Il processo è presieduto dalla Dott.ssa Luciana Crisci, mentre la richiesta di rinvio a giudizio è stata avanzata dal Pubblico Ministero Dott.ssa Maria Alessandra Pinto. Secondo le indagini, condotte dal Commissariato di Polizia di Stato di Marcianise, Tartaglione avrebbe messo in atto un piano ben congegnato, sfruttando la sua reputazione e false amicizie con figure influenti al Ministero dell’Economia e delle Finanze e all’interno della Guardia di Finanza.

Il modus operandi dell’imputato prevedeva la promessa di assunzioni dirette nel Corpo o in centri di elaborazione dati della pubblica amministrazione. Per garantire tali illusorie opportunità, le vittime venivano indotte a versare somme ingenti.
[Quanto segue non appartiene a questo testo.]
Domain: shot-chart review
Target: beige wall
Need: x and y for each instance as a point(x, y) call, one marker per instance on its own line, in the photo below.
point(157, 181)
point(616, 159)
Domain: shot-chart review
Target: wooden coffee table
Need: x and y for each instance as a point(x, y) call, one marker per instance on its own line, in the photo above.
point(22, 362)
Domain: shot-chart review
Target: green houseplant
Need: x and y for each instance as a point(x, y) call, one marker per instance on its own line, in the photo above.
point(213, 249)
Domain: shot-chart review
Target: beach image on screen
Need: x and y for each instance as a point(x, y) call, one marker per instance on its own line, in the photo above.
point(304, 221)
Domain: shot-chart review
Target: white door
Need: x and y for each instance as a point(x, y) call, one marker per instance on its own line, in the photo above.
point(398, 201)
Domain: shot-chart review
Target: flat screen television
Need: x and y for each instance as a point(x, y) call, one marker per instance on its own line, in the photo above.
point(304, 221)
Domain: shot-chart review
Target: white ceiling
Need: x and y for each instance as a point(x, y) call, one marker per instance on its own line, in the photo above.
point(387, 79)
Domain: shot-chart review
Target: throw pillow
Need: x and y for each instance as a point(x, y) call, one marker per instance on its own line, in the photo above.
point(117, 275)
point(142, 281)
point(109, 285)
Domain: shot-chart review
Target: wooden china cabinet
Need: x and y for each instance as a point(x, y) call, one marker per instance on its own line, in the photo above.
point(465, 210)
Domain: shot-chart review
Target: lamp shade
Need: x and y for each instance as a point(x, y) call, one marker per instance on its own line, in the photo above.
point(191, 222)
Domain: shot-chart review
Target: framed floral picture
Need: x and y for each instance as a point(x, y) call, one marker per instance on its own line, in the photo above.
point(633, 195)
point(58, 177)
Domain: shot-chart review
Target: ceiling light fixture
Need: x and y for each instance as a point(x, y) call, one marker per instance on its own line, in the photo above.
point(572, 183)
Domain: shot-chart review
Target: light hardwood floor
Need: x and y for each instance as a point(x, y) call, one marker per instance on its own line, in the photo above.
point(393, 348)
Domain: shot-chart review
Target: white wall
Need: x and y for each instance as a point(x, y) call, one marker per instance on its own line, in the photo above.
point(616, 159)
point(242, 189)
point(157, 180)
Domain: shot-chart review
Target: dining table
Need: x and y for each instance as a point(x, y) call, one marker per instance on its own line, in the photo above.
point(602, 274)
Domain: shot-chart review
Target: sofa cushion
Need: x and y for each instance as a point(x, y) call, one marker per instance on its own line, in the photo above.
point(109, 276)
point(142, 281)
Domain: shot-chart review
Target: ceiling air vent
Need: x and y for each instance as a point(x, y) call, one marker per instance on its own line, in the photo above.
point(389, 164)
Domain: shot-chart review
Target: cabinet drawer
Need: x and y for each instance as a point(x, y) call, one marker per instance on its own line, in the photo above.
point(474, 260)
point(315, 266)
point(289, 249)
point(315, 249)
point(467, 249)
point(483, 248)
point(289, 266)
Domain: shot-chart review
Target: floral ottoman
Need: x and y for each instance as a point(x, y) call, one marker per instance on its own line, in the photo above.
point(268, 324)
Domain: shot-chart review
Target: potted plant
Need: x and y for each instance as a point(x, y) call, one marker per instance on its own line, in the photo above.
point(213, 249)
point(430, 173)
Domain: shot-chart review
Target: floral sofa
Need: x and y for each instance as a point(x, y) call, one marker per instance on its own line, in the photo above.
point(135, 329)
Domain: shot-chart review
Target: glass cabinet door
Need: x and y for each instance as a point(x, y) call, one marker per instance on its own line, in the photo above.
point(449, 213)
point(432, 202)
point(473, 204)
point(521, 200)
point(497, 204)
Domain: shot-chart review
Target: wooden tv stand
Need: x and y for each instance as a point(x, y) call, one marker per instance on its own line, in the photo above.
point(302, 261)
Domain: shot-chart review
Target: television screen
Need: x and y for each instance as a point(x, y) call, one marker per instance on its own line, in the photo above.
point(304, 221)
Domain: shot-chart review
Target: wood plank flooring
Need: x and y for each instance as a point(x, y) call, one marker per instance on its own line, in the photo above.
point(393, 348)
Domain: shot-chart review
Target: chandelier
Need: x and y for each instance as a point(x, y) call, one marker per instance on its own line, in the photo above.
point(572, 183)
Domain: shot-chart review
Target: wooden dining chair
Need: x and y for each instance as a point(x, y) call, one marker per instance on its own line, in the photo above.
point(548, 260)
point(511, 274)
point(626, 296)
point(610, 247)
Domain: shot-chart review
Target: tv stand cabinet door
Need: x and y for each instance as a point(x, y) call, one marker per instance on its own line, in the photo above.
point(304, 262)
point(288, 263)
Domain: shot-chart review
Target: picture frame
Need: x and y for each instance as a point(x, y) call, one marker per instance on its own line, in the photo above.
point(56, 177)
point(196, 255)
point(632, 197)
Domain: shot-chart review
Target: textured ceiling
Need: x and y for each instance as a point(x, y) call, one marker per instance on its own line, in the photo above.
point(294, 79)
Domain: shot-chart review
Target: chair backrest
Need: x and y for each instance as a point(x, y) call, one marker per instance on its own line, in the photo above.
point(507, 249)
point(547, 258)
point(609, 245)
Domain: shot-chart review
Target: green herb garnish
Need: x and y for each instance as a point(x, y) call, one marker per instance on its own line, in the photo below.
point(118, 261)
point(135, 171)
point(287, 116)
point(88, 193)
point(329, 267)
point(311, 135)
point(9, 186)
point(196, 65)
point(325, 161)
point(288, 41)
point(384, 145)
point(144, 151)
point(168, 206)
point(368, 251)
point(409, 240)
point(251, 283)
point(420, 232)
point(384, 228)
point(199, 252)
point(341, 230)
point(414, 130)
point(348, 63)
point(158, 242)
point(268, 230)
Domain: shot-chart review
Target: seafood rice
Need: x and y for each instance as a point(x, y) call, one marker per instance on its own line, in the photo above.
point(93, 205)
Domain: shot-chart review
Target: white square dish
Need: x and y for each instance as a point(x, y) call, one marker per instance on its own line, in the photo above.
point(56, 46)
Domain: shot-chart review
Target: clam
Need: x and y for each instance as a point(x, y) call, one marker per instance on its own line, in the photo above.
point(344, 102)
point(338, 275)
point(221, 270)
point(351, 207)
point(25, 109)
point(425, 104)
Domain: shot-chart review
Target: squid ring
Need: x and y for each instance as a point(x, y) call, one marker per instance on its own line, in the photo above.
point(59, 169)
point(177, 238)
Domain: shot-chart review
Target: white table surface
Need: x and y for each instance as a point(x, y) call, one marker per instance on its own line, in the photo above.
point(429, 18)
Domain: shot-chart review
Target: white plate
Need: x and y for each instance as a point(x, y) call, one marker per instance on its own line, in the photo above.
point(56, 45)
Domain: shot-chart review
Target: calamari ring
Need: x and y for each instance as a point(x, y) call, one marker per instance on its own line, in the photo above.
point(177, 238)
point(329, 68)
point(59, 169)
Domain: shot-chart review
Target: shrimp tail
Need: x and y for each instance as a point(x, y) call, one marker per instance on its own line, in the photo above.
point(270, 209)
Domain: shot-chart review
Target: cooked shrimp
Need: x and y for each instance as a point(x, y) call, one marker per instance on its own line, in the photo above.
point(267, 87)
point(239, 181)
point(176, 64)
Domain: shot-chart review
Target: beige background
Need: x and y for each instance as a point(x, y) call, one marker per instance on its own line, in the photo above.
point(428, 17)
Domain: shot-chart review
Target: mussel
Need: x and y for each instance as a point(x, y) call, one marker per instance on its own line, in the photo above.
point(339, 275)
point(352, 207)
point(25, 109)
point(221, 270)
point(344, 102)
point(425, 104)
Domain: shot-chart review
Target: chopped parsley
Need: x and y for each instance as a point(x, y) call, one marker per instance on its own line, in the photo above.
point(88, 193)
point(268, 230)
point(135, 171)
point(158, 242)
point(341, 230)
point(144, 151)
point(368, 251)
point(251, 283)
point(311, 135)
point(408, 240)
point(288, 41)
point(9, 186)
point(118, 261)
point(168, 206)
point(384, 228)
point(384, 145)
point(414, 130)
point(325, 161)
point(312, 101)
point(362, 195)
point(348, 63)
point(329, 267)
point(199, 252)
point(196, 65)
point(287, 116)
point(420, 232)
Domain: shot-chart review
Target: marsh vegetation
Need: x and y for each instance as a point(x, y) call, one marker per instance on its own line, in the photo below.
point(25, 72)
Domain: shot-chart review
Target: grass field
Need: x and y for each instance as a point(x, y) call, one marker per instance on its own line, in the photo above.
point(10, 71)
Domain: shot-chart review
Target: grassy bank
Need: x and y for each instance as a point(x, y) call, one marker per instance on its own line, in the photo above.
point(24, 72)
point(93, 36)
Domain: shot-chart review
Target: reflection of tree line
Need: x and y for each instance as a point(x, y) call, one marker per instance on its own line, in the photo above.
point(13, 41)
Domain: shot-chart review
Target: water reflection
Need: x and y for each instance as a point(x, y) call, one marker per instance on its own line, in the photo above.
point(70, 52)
Le indagini hanno rivelato che il bottino complessivo ammontava a circa 70mila euro, distribuiti tra diverse persone.

In particolare, G.F. avrebbe versato 20.000 euro attraverso dieci titoli bancari nel 2019, A.A. sarebbe stata truffata per 28.000 euro tramite pagamenti in contante e bonifici dal 2019 al 2021, e C.S. avrebbe consegnato 20.000 euro in contante tra fine 2020 e primavera 2021. Per un’altra vittima, A.P., Tartaglione avrebbe promesso una gestione corretta della pratica di fallimento di un compagno, assicurando la prosecuzione del loro rapporto professionale.

Le vittime, assistite dagli avvocati Gaetano e Raffaele Crisileo, attendono ora l’udienza predibattimentale per fare chiarezza su questa complessa vicenda giuridica. L’esito del processo potrebbe avere rilevanti implicazioni sia per l’imputato che per le parti offese, evidenziando la necessità di vigilanza contro frodi nel settore delle opportunità lavorative. Le indagini continuano, e si prevede un approfondimento delle modalità di intervento delle autorità competenti.